The Chinese companies aggressively seek new contracts with Baghdad and are willing to accept lower profits to get them. "We don't have any problems with them," an Iraqi Oil Ministry official said, "They are very cooperative. There's a big difference: the Chinese companies are state companies, while Exxon or BP or Shell are different."

One big difference is that the American companies are profit-making enterprises. The state-owned Chinese firms don't answer to shareholders, pay dividends, or necessarily make a profit. As a result they can make higher bids than their Western rivals as they strive to secure a steady and expanding supply of oil for their nation's growing and energy-hungry economy.

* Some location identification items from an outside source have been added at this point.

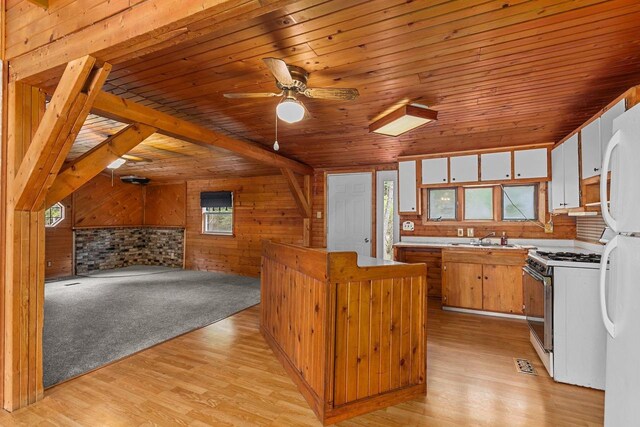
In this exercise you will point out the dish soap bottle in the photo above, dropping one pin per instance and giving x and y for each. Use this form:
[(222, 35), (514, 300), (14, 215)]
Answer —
[(503, 240)]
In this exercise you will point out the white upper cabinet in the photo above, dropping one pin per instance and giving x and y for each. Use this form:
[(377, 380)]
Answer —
[(565, 183), (435, 171), (464, 168), (495, 166), (591, 150), (571, 174), (530, 163), (408, 188)]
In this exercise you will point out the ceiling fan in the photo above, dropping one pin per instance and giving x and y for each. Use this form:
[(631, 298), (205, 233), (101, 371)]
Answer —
[(292, 81)]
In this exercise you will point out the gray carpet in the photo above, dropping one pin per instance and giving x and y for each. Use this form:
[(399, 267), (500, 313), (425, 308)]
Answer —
[(99, 318)]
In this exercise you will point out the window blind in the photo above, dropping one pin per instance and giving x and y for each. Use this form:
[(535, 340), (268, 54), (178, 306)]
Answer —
[(216, 199)]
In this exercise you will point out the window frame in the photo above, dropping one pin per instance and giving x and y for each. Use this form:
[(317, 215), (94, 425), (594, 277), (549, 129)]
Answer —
[(231, 233), (492, 189), (62, 215), (455, 202), (536, 201)]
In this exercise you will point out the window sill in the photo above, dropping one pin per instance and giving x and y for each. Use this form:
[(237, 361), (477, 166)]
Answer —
[(209, 233)]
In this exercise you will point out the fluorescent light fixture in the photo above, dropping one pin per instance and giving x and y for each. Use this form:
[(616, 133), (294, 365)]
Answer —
[(403, 120), (290, 110), (116, 163)]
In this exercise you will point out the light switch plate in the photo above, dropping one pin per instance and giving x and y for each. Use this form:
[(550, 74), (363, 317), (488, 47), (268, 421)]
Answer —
[(408, 226)]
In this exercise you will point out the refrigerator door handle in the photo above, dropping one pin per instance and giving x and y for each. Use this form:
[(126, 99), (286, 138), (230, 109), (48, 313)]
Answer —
[(608, 324), (604, 171)]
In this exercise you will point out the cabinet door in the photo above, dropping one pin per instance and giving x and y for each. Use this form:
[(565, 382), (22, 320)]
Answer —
[(590, 137), (495, 166), (464, 168), (556, 196), (435, 171), (408, 189), (502, 288), (606, 123), (462, 285), (571, 175), (530, 163)]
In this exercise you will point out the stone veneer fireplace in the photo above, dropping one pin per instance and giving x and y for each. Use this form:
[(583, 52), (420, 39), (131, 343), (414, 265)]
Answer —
[(106, 248)]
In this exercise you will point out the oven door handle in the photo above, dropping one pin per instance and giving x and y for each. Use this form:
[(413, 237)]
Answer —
[(539, 277)]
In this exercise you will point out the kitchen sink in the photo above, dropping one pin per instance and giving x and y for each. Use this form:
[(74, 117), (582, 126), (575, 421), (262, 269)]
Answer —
[(484, 245)]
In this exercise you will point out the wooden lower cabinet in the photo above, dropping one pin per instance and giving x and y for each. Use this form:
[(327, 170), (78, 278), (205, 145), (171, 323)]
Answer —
[(483, 280), (462, 285), (502, 288)]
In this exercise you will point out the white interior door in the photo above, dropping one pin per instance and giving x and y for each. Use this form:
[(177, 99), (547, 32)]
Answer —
[(349, 209), (387, 217)]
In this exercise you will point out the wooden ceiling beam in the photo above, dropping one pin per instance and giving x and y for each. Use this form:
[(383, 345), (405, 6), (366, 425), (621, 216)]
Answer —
[(142, 28), (90, 164), (302, 201), (117, 108), (62, 120)]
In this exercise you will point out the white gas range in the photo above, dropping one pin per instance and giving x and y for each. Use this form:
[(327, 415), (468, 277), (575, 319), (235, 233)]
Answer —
[(561, 304)]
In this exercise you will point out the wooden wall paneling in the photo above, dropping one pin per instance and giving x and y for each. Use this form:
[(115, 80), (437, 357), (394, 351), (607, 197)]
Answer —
[(99, 204), (263, 210), (59, 245), (165, 205)]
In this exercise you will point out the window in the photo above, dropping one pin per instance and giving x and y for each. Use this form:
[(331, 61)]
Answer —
[(54, 215), (478, 203), (217, 212), (519, 203), (442, 204)]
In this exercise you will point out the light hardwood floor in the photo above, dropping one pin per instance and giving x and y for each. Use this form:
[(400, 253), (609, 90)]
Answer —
[(225, 374)]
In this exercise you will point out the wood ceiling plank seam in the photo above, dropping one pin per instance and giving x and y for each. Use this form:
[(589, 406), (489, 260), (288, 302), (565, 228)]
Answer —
[(415, 41), (94, 85), (59, 22), (197, 54), (192, 49), (435, 56), (461, 27), (91, 163), (29, 66), (52, 123), (109, 105)]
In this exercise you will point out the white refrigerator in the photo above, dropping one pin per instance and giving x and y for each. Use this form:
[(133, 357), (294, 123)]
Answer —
[(620, 292)]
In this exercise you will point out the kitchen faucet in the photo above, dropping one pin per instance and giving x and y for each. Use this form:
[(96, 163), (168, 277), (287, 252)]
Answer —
[(492, 234)]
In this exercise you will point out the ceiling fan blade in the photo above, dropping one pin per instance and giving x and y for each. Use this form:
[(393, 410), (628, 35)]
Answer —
[(136, 159), (279, 70), (331, 93), (251, 95)]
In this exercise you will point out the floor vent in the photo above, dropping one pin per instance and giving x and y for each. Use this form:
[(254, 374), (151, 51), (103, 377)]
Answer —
[(523, 366)]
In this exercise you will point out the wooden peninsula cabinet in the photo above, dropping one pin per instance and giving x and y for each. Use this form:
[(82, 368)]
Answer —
[(483, 279), (349, 330)]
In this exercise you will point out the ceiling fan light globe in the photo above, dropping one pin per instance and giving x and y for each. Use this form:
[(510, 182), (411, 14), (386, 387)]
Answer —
[(290, 111)]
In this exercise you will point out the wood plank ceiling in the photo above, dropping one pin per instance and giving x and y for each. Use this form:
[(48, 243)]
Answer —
[(500, 73)]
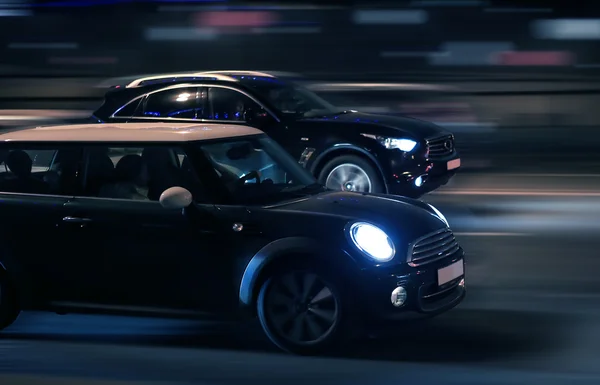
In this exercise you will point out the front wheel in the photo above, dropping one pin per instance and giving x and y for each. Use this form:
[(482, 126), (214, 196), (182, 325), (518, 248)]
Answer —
[(351, 173), (300, 311)]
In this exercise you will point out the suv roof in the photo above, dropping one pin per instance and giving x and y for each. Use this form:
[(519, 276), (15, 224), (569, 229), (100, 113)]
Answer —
[(129, 132)]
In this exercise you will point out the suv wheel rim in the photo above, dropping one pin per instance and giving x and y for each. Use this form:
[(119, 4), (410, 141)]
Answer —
[(302, 308), (348, 177)]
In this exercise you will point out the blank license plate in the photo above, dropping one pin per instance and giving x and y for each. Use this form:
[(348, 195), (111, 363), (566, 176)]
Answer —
[(454, 163), (451, 272)]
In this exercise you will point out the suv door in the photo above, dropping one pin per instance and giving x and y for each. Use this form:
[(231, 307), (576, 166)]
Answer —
[(146, 257), (36, 182)]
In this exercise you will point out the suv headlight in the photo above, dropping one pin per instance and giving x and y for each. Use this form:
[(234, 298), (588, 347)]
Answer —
[(372, 241), (402, 144), (439, 215)]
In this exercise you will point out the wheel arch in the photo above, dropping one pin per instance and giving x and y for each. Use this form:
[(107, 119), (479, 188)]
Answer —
[(270, 256), (341, 150)]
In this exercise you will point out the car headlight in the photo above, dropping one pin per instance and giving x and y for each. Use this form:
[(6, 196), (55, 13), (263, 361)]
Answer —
[(402, 144), (439, 215), (372, 241)]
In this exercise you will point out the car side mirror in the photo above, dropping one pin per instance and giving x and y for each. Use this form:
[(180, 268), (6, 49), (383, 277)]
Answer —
[(176, 198), (256, 116)]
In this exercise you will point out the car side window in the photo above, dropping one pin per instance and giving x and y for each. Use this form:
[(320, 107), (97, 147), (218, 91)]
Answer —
[(230, 168), (140, 173), (228, 104), (177, 103), (51, 171)]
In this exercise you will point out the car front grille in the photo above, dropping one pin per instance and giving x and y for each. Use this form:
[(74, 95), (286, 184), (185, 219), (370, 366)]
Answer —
[(432, 247), (441, 146)]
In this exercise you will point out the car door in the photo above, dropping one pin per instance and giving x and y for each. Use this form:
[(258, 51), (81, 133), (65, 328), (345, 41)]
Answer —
[(180, 103), (148, 257), (36, 182)]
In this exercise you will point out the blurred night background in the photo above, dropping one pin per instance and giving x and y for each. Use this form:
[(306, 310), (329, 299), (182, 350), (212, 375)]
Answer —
[(517, 82)]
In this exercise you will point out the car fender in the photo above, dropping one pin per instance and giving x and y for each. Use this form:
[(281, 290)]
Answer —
[(267, 255)]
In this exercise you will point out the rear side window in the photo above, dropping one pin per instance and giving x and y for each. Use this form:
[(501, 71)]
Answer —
[(178, 103), (128, 110), (50, 171)]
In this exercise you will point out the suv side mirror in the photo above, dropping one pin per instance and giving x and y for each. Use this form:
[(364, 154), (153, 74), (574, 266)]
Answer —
[(175, 198), (256, 116)]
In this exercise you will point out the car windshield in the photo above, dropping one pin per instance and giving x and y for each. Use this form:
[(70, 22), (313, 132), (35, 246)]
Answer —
[(292, 99), (257, 170)]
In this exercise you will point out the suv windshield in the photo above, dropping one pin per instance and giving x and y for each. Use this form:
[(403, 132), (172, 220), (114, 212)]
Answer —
[(292, 99), (258, 171)]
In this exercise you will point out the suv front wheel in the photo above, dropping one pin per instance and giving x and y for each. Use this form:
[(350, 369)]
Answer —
[(351, 173)]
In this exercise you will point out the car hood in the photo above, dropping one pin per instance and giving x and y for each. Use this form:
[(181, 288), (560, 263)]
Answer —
[(404, 219), (416, 127)]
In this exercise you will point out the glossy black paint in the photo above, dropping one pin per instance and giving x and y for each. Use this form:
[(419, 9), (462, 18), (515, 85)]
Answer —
[(75, 253), (324, 138)]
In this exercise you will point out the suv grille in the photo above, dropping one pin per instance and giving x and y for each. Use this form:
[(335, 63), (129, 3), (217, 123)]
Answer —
[(441, 146), (432, 247)]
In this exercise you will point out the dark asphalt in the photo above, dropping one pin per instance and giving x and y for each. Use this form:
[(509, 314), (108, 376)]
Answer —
[(532, 315)]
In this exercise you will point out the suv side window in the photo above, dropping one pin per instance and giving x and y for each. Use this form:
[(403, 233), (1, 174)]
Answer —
[(51, 171), (228, 104), (128, 110), (140, 173), (176, 103)]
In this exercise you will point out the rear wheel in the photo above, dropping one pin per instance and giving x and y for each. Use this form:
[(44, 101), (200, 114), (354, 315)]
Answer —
[(9, 310), (301, 311), (351, 173)]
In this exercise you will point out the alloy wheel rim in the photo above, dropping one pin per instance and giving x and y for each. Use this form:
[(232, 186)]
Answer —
[(302, 308), (348, 177)]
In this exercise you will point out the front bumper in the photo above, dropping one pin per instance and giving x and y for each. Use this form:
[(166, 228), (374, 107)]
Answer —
[(424, 297), (414, 178)]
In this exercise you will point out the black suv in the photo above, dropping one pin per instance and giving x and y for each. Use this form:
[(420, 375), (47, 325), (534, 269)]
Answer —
[(345, 150)]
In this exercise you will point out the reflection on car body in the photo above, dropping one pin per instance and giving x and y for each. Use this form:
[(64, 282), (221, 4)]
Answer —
[(156, 218), (344, 149)]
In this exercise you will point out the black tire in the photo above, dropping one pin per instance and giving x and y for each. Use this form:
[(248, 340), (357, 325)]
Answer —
[(377, 185), (331, 335), (9, 310)]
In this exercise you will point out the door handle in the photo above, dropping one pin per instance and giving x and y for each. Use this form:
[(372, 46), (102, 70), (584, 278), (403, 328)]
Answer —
[(76, 220)]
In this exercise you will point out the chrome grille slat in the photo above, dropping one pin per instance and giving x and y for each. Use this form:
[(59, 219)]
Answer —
[(437, 146), (436, 248), (433, 247), (434, 239)]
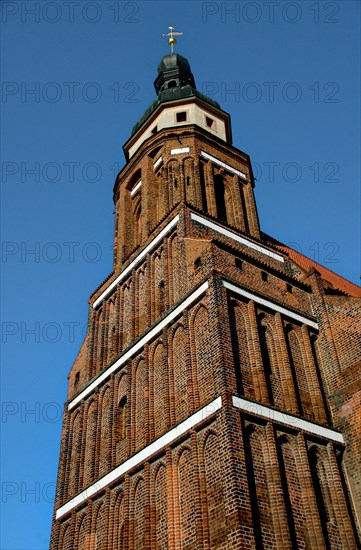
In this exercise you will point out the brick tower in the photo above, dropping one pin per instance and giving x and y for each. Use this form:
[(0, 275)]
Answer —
[(214, 402)]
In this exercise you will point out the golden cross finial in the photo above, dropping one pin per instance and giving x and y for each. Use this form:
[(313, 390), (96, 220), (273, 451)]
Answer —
[(171, 40)]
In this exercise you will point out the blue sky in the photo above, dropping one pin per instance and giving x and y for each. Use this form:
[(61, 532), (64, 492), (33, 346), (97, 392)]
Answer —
[(289, 75)]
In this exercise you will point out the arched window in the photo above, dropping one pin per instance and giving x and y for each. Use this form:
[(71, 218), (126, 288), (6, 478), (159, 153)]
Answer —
[(122, 419), (219, 194)]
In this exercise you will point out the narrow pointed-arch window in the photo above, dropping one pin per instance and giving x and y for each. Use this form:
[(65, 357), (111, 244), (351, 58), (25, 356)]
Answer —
[(161, 297), (219, 190), (122, 419)]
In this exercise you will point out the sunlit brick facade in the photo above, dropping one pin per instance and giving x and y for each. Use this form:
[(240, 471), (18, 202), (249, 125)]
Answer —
[(215, 402)]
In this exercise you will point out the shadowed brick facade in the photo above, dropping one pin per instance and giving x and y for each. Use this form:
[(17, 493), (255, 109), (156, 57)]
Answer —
[(215, 402)]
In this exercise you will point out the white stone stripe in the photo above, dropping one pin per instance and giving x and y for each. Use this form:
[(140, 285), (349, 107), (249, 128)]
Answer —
[(179, 151), (135, 189), (139, 344), (157, 162), (140, 256), (236, 237), (298, 423), (143, 455), (269, 304), (224, 165)]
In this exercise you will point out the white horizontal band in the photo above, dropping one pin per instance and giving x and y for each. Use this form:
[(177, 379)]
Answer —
[(224, 165), (244, 405), (236, 237), (269, 304), (157, 162), (158, 328), (290, 420), (143, 455), (179, 151), (135, 189), (140, 256)]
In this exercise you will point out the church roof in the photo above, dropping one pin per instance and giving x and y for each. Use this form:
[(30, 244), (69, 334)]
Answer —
[(175, 81), (337, 282)]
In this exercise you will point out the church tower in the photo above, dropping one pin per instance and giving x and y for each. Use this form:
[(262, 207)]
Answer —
[(214, 402)]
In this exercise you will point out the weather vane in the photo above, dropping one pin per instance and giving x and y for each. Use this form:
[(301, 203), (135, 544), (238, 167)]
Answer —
[(171, 40)]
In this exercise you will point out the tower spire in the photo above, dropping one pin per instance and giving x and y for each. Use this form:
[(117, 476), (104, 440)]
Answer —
[(171, 40)]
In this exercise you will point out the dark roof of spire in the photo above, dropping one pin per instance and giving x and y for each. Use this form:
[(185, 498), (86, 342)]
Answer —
[(174, 81)]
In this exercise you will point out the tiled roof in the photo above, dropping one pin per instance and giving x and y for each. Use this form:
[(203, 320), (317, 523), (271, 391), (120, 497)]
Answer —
[(307, 264)]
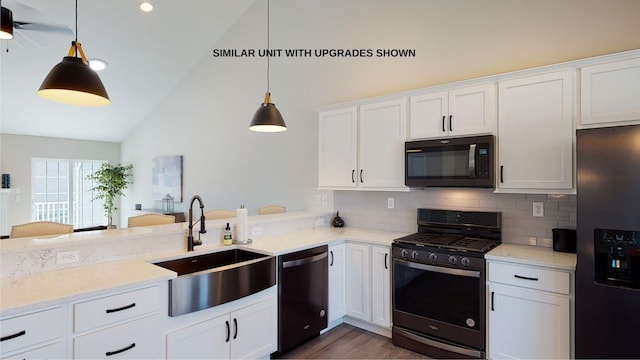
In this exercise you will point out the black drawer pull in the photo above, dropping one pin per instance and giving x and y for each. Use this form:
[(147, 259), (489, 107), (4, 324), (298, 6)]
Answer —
[(109, 353), (13, 336), (235, 323), (525, 278), (120, 309)]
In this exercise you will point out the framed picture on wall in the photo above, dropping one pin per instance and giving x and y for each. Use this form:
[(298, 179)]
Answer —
[(166, 177)]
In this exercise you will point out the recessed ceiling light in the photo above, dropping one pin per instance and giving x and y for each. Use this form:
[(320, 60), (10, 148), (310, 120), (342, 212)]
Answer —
[(97, 64), (146, 6)]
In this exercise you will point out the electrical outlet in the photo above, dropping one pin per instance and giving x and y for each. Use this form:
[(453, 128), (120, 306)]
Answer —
[(256, 231), (538, 209), (68, 257)]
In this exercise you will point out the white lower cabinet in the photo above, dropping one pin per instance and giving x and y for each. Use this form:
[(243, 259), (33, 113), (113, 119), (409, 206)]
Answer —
[(337, 286), (369, 283), (246, 333), (529, 312)]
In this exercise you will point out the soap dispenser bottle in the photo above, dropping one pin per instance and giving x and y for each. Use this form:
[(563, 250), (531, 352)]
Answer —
[(228, 236)]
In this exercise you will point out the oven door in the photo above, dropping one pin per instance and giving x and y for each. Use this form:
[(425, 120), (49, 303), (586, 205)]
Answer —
[(443, 302)]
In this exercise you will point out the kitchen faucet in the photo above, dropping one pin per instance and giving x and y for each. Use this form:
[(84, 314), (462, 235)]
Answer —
[(190, 242)]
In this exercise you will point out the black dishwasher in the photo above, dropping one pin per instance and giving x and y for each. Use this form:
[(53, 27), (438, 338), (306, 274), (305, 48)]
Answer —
[(302, 296)]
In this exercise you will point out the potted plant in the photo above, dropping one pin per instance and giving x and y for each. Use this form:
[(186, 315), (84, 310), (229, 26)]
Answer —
[(110, 182)]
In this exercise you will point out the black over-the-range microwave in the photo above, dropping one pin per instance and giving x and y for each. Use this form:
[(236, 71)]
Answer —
[(453, 162)]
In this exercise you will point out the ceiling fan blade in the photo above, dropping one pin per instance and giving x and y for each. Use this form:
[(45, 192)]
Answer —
[(60, 29)]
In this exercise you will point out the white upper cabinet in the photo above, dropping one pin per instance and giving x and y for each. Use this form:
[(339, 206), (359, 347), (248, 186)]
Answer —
[(362, 147), (610, 93), (456, 112), (535, 133)]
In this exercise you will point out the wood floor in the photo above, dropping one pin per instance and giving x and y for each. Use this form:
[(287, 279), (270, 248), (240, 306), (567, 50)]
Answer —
[(349, 342)]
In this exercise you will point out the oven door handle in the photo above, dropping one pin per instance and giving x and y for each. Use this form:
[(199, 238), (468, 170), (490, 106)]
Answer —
[(439, 269)]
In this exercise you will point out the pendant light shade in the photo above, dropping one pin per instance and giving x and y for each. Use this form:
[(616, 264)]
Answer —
[(267, 118), (6, 24), (72, 81)]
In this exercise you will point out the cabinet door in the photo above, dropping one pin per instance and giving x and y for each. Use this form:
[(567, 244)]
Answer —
[(254, 330), (535, 132), (337, 306), (381, 286), (382, 137), (429, 115), (610, 92), (338, 147), (528, 324), (358, 280), (472, 110)]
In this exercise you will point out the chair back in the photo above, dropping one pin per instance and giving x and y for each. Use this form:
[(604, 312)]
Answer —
[(40, 228), (272, 209), (150, 219), (219, 214)]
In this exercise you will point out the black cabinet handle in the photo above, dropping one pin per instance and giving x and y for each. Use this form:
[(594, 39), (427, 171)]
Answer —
[(121, 308), (525, 277), (13, 336), (109, 353)]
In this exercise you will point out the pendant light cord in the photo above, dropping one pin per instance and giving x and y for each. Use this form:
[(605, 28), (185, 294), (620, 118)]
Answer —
[(268, 47)]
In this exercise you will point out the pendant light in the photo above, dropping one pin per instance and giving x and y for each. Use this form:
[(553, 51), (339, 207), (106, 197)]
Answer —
[(6, 24), (267, 118), (72, 81)]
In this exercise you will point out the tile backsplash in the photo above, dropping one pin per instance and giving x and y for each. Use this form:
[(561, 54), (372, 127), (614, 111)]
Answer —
[(368, 209)]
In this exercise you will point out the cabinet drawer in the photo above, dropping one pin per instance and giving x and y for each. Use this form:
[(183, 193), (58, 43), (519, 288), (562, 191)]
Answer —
[(530, 277), (30, 329), (111, 309), (138, 339)]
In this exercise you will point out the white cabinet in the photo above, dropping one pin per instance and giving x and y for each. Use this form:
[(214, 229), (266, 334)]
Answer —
[(362, 147), (125, 324), (246, 333), (457, 112), (381, 286), (535, 133), (369, 284), (337, 298), (529, 312), (34, 335), (610, 94)]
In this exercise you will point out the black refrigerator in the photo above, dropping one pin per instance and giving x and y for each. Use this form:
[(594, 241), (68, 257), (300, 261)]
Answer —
[(607, 323)]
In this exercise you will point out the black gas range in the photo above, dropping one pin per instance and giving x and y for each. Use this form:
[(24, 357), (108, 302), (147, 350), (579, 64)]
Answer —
[(439, 283)]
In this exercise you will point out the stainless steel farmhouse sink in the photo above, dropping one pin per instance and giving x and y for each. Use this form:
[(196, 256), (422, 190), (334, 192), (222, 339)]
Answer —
[(207, 280)]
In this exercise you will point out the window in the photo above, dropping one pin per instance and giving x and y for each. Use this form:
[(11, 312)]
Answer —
[(62, 193)]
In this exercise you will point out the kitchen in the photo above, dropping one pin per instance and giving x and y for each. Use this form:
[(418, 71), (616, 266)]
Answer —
[(289, 177)]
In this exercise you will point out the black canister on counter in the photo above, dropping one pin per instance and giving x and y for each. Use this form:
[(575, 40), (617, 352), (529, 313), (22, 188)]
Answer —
[(564, 240)]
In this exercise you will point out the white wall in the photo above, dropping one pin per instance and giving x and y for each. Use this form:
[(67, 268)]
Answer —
[(205, 117), (17, 152)]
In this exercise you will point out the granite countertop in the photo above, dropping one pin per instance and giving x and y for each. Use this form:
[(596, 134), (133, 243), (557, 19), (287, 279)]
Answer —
[(30, 292), (533, 255)]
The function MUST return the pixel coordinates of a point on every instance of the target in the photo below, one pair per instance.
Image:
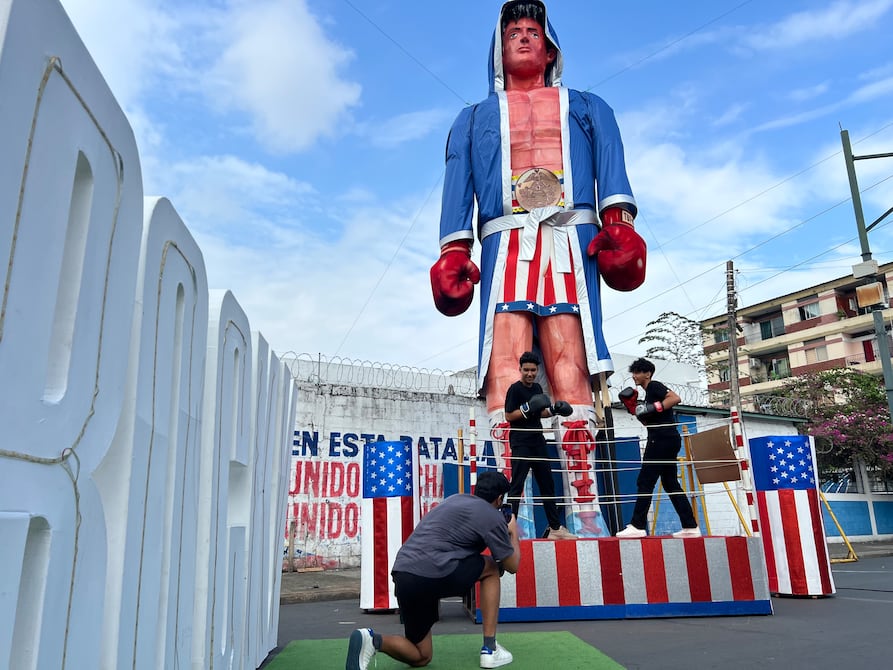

Despite the violence and turmoil that has continued to plague Iraq since the 2011 departure of the combat units of the United States and its coalition partners, China has bet heavily on a steady supply of oil from the post-Saddam regime. In the desert near the Iran-Iraq border, China has built its own airport to fly workers in to Iraq's oil fields. Chinese officials expect to have direct flights going from Beijing and Shanghai to Baghdad in the near future. 

The Chinese have also done their homework on the language and culture of the nation where they have invested so much in the future of their energy supplies. "Chinese executives impress their hosts not just by speaking Arabic, but Iraqi-accented Arabic," the Times reports. And they don't interfere in local or national affairs. "They are practical people," an Iraqi oil official said. "They don't have anything to do with politics or religion. They just work and eat and sleep."

A boom in American domestic oil and gas production in newly discovered shale fields, meanwhile, has reduced U.S. dependence on Middle East oil. Perhaps it will reduce as well the political temptation to conjure up reasons to go to war in that part of the world. The American people might be more than a little reluctant to back another war to make the Middle East safe for Chinese oil supplies.